Tuesday, February 14, 2017

How does Romanticism change the dichotomy (the opposition) between Reason / Passion in which Reason must be the dominant and controlling faculty for the human?

Romanticism developed as a reaction against the Enlightenment. Enlightenment thought was based on three basic tenets: rationalism, or the belief that the universe followed rules that man could figure out and a general belief that the intellect could understand the world and make it a better place; empiricism, or the belief that our knowledge of the world comes through our senses; and skepticism, or the belief that truth can only be found through a rigorous questioning of assumptions. The Enlightenment found expression in science through (among others) the rise of modern disciplines like chemistry; in politics, Enlightenment ideals were behind the American and French revolutions.

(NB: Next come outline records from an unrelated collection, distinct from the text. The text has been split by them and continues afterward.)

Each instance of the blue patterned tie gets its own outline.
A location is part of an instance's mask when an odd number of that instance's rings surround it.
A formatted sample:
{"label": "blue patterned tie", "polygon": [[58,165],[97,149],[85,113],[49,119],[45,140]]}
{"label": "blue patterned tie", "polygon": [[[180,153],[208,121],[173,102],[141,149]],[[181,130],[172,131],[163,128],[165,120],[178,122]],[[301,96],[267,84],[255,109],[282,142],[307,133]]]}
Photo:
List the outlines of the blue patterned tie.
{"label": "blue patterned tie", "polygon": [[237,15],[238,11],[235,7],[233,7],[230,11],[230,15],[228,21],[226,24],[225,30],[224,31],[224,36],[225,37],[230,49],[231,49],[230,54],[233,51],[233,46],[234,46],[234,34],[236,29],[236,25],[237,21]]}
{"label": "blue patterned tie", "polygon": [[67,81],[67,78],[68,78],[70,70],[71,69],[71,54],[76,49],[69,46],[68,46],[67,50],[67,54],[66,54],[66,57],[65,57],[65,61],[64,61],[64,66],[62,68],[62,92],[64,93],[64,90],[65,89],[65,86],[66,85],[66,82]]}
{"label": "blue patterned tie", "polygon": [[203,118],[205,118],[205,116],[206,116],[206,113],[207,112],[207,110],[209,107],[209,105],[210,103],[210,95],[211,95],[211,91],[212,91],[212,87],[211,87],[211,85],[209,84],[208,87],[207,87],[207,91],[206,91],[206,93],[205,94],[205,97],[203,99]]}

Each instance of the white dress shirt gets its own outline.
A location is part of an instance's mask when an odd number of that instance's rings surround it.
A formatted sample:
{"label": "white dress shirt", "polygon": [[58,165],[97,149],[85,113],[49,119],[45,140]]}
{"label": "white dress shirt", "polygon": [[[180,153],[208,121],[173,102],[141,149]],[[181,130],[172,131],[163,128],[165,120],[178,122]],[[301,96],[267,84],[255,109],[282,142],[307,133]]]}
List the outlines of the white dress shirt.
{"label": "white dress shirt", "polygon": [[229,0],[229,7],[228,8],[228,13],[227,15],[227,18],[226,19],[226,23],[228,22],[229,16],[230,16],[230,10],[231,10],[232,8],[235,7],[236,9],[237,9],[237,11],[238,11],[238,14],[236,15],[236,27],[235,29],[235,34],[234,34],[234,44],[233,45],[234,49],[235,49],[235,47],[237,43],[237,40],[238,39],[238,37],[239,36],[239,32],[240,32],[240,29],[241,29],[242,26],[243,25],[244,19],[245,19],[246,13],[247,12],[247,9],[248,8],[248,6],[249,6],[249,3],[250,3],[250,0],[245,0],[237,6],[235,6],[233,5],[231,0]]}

Romanticism arose in response to a growing disillusionment with Enlightenment thought. In particular, reaction against the French Revolution, which led first to the atrocities of the Terror, and then to the military dictatorship of Napoleon, caused a renewed emphasis on aesthetics over reason. The Romantics rejected the skepticism of English philosophers like Hume, whose radical empiricism eventually led him to question the validity of all knowledge. Instead, thinkers such as Immanuel Kant posited that there is, in fact, an essence to reality that cannot be experienced directly by our senses. This reversal led to the Romantic insistence on the primacy of beauty and art. For the Romantics, nature is known through our aesthetic appreciation of it, as expressed in Keats’ formulation at the conclusion of “Ode on a Grecian Urn” that “Beauty is truth, truth beauty.” For Keats, Wordsworth, and American Romantics like Emerson, the essential “truth” of things is gotten at through our direct interaction with nature and the cultivation of a kind of poetic appreciation for natural beauty. For Emerson, and even moreso for American poet Walt Whitman, nature becomes explicitly connected to an apprehension of God. Wordsworth called poetry “the spontaneous overflow of strong emotions,” and it is that sort of passion that, for the Romantics, provides the greatest insight into the nature of reality.